Imagine the teddy bear that became your most prized possession when you were a child. Remember how much you loved it? Remember how you took it everywhere?
So much so that while you're getting ready for bed, you recount the day's events by how dirty and messy it was. There's a bit of mud on it from when you dragged it through the dirt and a couple holes in it from when it snagged on something sharp. But you didn't care because it was yours and you loved it for a reason.
Do you remember how tightly you held onto it everytime your Mom or Dad tried to take it away from you to give it a wash or fix it up a little? Maybe you can even hear yourself scream bloody murder and playing tug-of-war as your parents are equally frustrated with you not listening to them just as you are when they don't let you and your prized possession be.
But if only we had listened to them instead of holding tightly to our messy, gross teddy bear, we would have understood that they weren't trying to take it away forever. They mean only to clean and fix it up from the way we distorted it. Our parents were the ones that gave us the teddy bear in the first place, why would they take away something we love so much in the first place?
Often times, we're a lot like a child when it comes to our dreams.
We hold onto it with our tight, white knuckles no matter how hard it gets. We fight God when he says no, yet become surprised when the world tells us the exact same answer.
We have had these dreams to hold onto for so long that we don't want to see how distorted our dreams have become since we've first had them. So much so that we've forgotten who gave it to us in the first place.
You see, God isn't telling us to let go of our dreams and give up forever on them.
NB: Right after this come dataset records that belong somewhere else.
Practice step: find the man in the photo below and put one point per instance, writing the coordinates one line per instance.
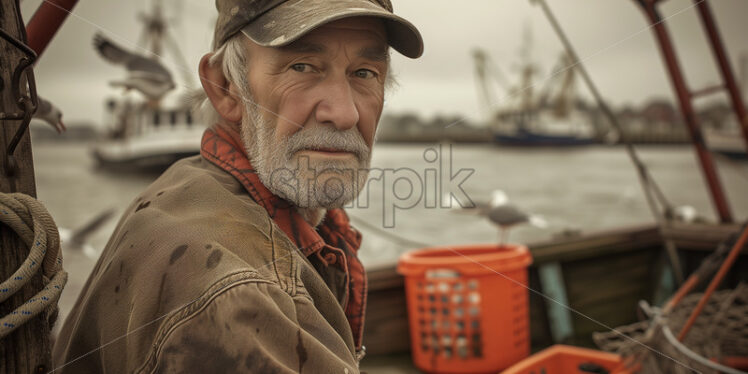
(240, 259)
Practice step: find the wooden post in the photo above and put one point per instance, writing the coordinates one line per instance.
(27, 349)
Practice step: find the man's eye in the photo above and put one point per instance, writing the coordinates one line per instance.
(365, 74)
(301, 68)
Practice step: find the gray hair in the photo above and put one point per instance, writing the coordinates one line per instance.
(232, 55)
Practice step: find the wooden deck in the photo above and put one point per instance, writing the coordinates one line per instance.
(602, 278)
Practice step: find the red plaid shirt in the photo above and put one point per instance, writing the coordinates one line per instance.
(334, 240)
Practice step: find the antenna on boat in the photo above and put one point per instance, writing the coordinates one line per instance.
(156, 35)
(658, 203)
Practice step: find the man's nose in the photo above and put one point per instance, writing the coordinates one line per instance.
(337, 106)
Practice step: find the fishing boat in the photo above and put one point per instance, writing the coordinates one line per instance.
(145, 138)
(555, 117)
(616, 290)
(581, 283)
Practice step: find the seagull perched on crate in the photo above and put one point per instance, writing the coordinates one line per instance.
(145, 74)
(499, 212)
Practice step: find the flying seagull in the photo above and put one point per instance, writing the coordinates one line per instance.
(50, 114)
(500, 213)
(145, 74)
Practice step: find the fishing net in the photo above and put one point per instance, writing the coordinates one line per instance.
(719, 333)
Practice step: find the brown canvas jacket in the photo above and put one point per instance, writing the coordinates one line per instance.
(197, 278)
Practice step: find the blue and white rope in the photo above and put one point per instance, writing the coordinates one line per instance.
(36, 228)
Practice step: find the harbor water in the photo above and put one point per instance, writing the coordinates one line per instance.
(577, 190)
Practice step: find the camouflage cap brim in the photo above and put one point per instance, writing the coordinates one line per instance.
(290, 20)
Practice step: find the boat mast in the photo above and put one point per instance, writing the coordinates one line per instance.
(156, 34)
(685, 96)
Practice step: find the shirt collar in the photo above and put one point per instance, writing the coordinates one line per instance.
(223, 147)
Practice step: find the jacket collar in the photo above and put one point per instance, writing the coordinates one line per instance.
(334, 241)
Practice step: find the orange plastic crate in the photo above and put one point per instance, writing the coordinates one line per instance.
(467, 307)
(564, 359)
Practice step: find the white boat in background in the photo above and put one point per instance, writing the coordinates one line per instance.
(148, 138)
(144, 133)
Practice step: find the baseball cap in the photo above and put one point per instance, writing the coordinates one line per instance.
(275, 23)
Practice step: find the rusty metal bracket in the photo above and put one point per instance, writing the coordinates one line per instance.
(27, 103)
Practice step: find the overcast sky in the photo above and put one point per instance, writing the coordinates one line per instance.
(611, 37)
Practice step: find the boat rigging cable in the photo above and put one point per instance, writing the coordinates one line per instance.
(650, 187)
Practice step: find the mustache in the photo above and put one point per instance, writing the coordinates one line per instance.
(323, 137)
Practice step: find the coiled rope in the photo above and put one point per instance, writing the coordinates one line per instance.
(33, 224)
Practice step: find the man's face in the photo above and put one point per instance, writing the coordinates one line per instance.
(310, 121)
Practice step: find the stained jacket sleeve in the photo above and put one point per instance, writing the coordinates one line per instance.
(254, 327)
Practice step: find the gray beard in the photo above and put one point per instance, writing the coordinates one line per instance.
(306, 183)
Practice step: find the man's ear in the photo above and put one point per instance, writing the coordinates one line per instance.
(218, 89)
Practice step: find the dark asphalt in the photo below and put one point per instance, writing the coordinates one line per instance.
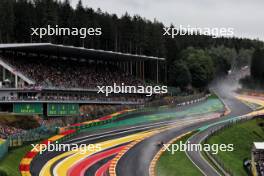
(237, 109)
(137, 160)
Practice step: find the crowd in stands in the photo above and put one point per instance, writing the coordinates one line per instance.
(75, 97)
(261, 167)
(50, 72)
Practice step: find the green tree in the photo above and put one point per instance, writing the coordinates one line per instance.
(201, 67)
(257, 65)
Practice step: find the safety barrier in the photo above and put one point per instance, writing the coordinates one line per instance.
(3, 148)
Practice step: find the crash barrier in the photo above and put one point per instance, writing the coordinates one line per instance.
(3, 148)
(36, 134)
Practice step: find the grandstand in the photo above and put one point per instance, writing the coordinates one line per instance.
(55, 80)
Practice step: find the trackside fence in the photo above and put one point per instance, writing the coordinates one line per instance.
(224, 168)
(3, 148)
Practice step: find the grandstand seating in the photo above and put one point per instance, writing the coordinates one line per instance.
(66, 73)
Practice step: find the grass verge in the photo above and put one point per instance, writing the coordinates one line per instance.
(177, 163)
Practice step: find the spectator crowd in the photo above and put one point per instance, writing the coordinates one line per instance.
(66, 73)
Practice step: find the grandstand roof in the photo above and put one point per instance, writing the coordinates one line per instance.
(74, 52)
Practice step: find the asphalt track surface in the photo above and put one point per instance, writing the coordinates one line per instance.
(102, 135)
(237, 109)
(136, 161)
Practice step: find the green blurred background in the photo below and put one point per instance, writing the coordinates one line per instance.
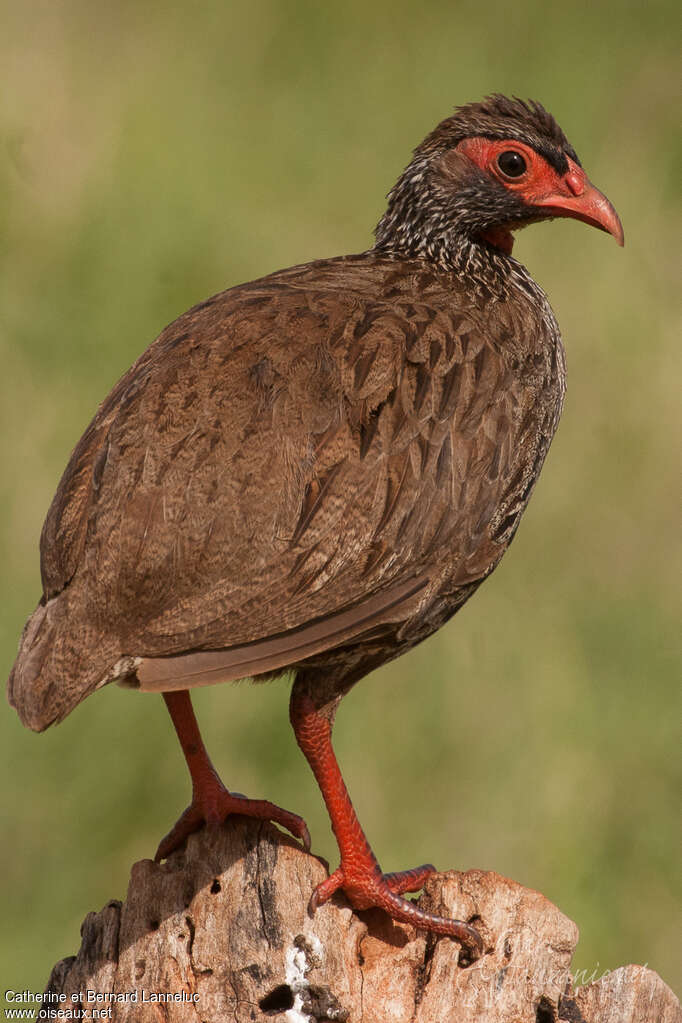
(151, 154)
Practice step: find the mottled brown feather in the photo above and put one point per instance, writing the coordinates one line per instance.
(281, 454)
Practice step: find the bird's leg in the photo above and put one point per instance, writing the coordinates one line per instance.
(211, 800)
(359, 874)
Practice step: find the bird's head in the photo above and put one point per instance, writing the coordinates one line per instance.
(488, 170)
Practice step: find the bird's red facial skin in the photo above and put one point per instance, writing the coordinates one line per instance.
(543, 187)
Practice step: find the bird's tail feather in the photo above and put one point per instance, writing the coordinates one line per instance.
(54, 670)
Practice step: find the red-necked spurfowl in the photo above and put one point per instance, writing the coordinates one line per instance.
(314, 471)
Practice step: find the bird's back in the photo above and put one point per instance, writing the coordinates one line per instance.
(284, 452)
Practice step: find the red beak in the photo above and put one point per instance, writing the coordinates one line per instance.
(583, 202)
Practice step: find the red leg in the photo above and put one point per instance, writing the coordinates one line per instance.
(211, 800)
(359, 874)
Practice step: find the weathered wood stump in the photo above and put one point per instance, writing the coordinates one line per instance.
(221, 932)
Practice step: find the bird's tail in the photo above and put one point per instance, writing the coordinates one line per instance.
(55, 668)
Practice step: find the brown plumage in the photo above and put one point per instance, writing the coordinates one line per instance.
(316, 470)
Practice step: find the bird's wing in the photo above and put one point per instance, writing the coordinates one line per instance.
(285, 457)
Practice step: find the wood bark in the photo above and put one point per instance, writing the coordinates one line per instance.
(220, 932)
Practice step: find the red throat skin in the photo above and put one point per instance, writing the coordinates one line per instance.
(543, 189)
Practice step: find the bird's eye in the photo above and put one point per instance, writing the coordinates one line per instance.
(511, 164)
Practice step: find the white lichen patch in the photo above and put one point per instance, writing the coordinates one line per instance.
(300, 958)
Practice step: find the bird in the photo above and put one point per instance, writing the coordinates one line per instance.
(309, 474)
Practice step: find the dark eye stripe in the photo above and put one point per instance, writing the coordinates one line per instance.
(511, 164)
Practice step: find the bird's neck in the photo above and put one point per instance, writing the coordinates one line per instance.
(417, 225)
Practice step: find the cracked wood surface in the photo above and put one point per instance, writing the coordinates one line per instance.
(221, 930)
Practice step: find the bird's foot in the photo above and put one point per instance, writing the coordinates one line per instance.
(366, 887)
(215, 804)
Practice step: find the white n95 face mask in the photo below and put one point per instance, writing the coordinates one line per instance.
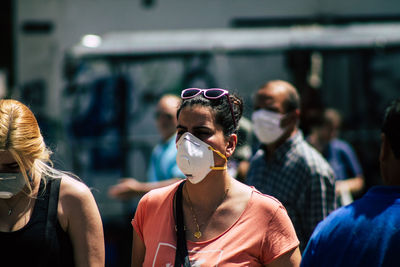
(11, 184)
(267, 125)
(195, 158)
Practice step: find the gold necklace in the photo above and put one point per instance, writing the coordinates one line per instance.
(197, 234)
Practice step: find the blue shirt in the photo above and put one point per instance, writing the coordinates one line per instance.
(342, 159)
(299, 177)
(365, 233)
(162, 164)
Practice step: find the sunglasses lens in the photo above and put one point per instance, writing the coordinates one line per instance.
(214, 93)
(190, 93)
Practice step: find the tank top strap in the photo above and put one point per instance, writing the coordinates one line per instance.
(52, 192)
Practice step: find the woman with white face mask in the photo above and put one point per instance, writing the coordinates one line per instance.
(211, 219)
(47, 217)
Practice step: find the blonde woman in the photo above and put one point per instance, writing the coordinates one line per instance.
(47, 217)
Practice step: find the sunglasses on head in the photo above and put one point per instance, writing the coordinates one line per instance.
(212, 93)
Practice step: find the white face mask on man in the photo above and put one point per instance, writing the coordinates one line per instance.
(195, 158)
(11, 184)
(267, 125)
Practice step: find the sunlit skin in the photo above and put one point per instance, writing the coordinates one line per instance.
(207, 196)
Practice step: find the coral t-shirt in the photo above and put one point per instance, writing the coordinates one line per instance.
(262, 233)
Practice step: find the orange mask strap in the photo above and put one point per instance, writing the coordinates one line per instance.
(222, 156)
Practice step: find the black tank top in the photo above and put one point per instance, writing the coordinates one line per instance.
(42, 242)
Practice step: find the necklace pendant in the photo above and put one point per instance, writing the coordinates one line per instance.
(197, 234)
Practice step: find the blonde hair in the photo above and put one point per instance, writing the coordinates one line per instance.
(20, 135)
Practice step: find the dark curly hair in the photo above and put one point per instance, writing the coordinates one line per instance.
(391, 126)
(221, 109)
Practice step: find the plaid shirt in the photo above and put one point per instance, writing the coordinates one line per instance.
(299, 177)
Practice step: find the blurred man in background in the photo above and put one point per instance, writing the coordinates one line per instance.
(286, 166)
(339, 154)
(366, 232)
(162, 170)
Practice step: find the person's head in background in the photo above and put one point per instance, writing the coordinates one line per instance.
(166, 115)
(276, 112)
(390, 146)
(22, 148)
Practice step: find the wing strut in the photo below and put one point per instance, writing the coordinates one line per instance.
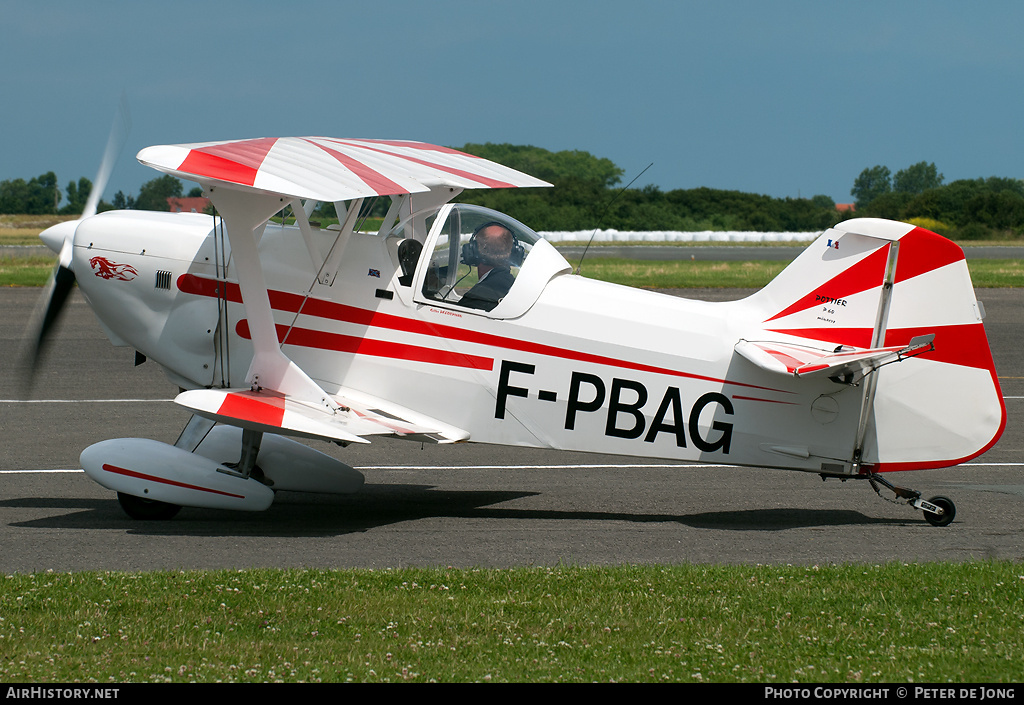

It wouldn't make sense for him to have instilled those desires in our hearts in the first place.
We've become so childish in pursuing our dreams that we refuse to help with the determination that we can do it on our own so instead, we end up dragging our dreams through the mud and letting it snag on something sharp.
But when we go to God with our dreams in open hands, we're not giving it up. We're giving it to Him so that he can restore our desires. That way, these aren't just our desires. They are His dreams for us that become ours. He takes them and makes them into God-sized dreams worth embracing again.
"And to Him who is able to do immeasurably more than all we ask or imagine, according to his power that is at work within us, to him be glory in the church and in Christ Jesus throughout all generations, forever and ever! Amen."
When we stop being childish and come to him with open hands, we experience our dreams in a way that we would have never imagined.